# Where can I find Sodium Thiosulfate here?



## MBen89 (Jul 24, 2015)

I have large tanks and I do water changes frequently, so I go through water de-chlorinators like chocolate pretty much  I watched a few videos on YouTube and both guys mentioned that using Sodium Thiosulfate crystals is a much cheaper alternative to buying water de-chlorinators since one gallon supposedly cures 37,000 gallons of water or something along those lines.

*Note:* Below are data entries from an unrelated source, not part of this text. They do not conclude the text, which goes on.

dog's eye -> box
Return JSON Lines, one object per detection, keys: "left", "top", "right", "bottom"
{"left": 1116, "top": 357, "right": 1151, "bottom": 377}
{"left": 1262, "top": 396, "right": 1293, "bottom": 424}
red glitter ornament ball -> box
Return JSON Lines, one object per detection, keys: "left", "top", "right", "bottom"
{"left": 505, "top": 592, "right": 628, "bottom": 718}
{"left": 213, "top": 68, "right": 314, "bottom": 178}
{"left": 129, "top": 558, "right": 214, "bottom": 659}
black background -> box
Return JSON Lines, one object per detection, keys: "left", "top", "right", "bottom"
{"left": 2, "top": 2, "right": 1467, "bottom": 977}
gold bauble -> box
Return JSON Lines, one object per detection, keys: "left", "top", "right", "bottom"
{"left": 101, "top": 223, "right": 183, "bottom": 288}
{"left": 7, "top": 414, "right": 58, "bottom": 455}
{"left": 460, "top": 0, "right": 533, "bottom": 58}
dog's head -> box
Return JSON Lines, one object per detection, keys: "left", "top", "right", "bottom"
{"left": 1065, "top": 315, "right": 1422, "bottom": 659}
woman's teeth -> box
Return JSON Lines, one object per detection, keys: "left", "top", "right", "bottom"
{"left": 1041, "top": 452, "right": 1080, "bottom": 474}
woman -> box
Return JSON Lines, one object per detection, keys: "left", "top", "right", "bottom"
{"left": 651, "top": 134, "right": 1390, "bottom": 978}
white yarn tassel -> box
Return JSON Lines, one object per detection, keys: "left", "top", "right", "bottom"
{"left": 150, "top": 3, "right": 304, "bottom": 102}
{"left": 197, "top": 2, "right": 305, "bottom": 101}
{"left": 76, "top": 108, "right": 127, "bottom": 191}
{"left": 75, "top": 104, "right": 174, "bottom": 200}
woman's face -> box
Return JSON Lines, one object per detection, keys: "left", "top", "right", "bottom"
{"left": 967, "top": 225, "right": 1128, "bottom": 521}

Does anyone know where I could find it for a decent price? I tried Ken's fish but the shipping price is out of this world it's around $92 for a one pound bag of that stuff..... let me know if you have an idea and if you've experienced with the Sodium Thiosulfate as an alternative to water conditioners.


----------



## blunthead (Jan 24, 2011)

i have a 4kg bucket of seachem safe, it should last a lifetime lol
pm me if interested


----------



## BillD (Jun 5, 2006)

http://www.fishfarmsupply.ca/mm5/merchant.mvc?Screen=PROD&Store_Code=FFS&Product_Code=ST1A try this place.


----------



## bob123 (Dec 31, 2009)

I use Prime which I believe is the best for removing chlorine as well as chlorimine. 1 - 4 litre jug will do about 40,000 litres of water, that one jug last me more than a year. Another thing you can't over dose with Prime also I will add it to water when I know my fish will be in an unfiltered tank for more than 24 hours with no problems. I am sending you a pm as well.


----------



## blunthead (Jan 24, 2011)

seachem safe is just a more concentrated and powder form of prime
here's the link
http://www.seachem.com/Products/product_pages/Safe.html


----------